Но вот и соседний аул, тот, что за перевалом. Он встречает нас оглушительным ревом недоенной скотины — население вывезли отсюда двое суток назад, скот брошен, вымя коров и коз раздулось от переполнившего
его молока, и несчастные животные мыкаются в поисках своих пропавших хозяев. Разрешаем женщинам из нашей колонны подоить скотину, посуду находим в брошенных домах — почти всю утварь хозяева были вынуждены оставить. Один из солдат берет в руки серебряный кумган, некоторое время любуется им, затем кладет в вещмешок. Женщины поят молоком детей, предлагают и нам.
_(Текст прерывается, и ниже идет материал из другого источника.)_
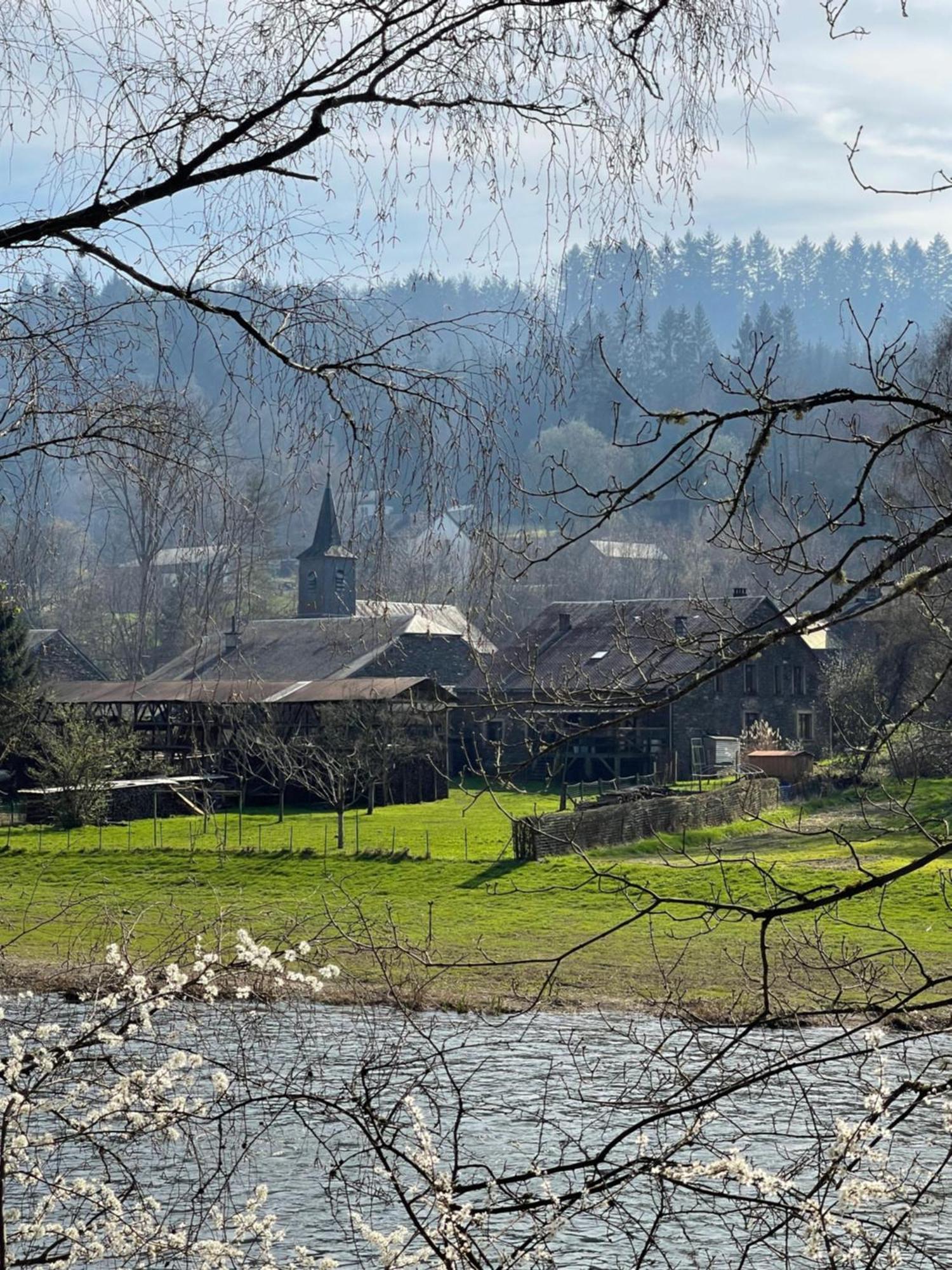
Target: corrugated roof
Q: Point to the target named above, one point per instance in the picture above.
(616, 551)
(605, 648)
(328, 648)
(238, 690)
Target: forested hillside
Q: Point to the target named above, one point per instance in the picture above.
(564, 379)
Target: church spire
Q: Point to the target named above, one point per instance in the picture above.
(328, 533)
(327, 584)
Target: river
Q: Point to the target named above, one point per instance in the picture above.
(318, 1111)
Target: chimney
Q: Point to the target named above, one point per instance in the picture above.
(232, 637)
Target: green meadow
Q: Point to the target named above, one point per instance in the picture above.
(427, 902)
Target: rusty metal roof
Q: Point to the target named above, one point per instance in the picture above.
(243, 690)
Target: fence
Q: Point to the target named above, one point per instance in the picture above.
(563, 832)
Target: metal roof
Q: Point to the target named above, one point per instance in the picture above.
(606, 648)
(282, 650)
(224, 692)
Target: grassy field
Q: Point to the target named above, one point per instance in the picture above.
(472, 904)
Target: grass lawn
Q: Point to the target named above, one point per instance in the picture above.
(470, 902)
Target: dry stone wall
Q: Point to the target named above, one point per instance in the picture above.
(559, 834)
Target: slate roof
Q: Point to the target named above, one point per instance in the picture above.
(56, 657)
(614, 648)
(221, 692)
(383, 639)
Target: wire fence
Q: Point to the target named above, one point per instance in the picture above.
(256, 832)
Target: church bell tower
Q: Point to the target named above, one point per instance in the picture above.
(327, 575)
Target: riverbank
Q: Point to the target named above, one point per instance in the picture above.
(628, 929)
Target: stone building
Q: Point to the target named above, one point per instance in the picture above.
(336, 636)
(572, 695)
(56, 658)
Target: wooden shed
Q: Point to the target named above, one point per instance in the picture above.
(788, 765)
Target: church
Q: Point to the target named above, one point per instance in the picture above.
(336, 636)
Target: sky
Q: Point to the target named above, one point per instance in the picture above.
(785, 172)
(896, 82)
(785, 175)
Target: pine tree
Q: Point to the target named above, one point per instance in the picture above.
(939, 267)
(856, 277)
(830, 277)
(762, 267)
(799, 281)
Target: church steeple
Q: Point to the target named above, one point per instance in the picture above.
(328, 534)
(327, 575)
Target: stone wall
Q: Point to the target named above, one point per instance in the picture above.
(559, 834)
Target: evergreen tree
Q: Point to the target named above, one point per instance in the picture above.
(799, 281)
(856, 277)
(762, 267)
(703, 345)
(744, 344)
(939, 267)
(736, 280)
(830, 277)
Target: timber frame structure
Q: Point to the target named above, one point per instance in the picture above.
(200, 722)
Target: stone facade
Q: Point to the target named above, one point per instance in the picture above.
(560, 834)
(781, 686)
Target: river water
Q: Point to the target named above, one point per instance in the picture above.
(318, 1111)
(534, 1093)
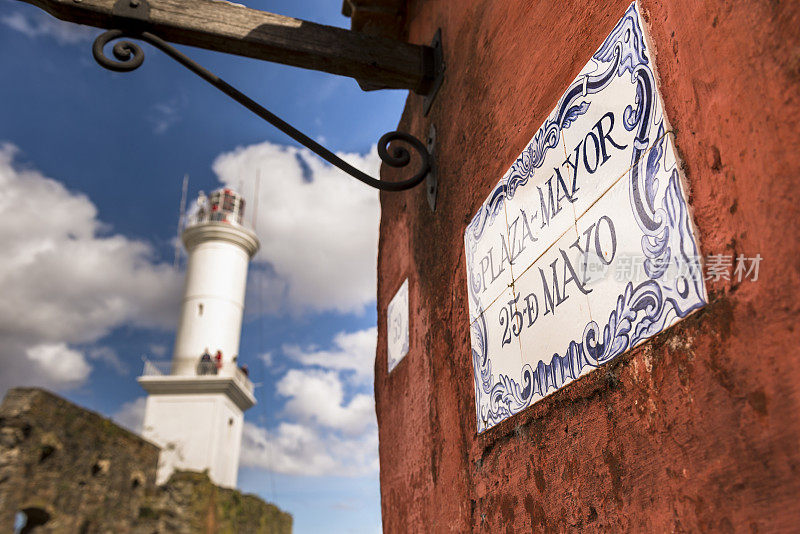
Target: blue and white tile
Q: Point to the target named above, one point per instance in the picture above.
(496, 360)
(487, 261)
(625, 258)
(622, 113)
(397, 327)
(538, 200)
(555, 309)
(644, 251)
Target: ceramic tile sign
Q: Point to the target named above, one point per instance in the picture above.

Видно, что у них нет злости на нас, понимают, что мы люди подневольные и действуем не по собственному злому умыслу. По распоряжению Петрова режем пару бычков, чеченцы разводят костры из сухих кукурузных стеблей и варят мясо. Ночуем в заброшенном доме, посреди разгрома, спим вполглаза — побаиваемся побегов своего спецконтингента. Хотя куда им бежать — в горах зимой верная смерть. Утром, едва рассвело, грузим детей на несколько найденных двухколесных тележек, горцы называют их арба. Запрягаем бычков и поехали. Дорога становится более широкой и пологой, но все
равно на подъемах толкаем арбу сзади, уперевшись плечами, а на спусках виснем на ней, изо всех сил вцепившись руками и пытаясь тормозить подошвами сапог. Тяжелая снеговая туча опускается буквально нам на головы, снег валит густыми влажными хлопьями, еще более затрудняя нашу дорогу.
Но вот райцентр, здесь пересаживаем людей на грузовые «Студебеккеры», которые отвезут их до ближайшей железнодорожной станции. Там предстоит погрузка в эшелоны и долгий мучительный путь в Казахстан. А по брошенному аулу уже бродят мародеры.
— Вот так, наверное, было и с моим родным немецким селом, — печально говорит Шаламов-Димпер.
Но не он один подавлен происходящим, в смятении и остальные солдаты. Ропот еще больше усиливается, когда узнаем, что многие высшие офицеры НКВД и лично сам Берия удостоены правительственных наград за успешное проведение спецоперации. «Разве можно давать ордена за участие в таком черном деле?» — вертится в голове. Но мы боимся обсуждать это даже между собой — ведь так просто самому оказаться причисленным к врагам Советской власти.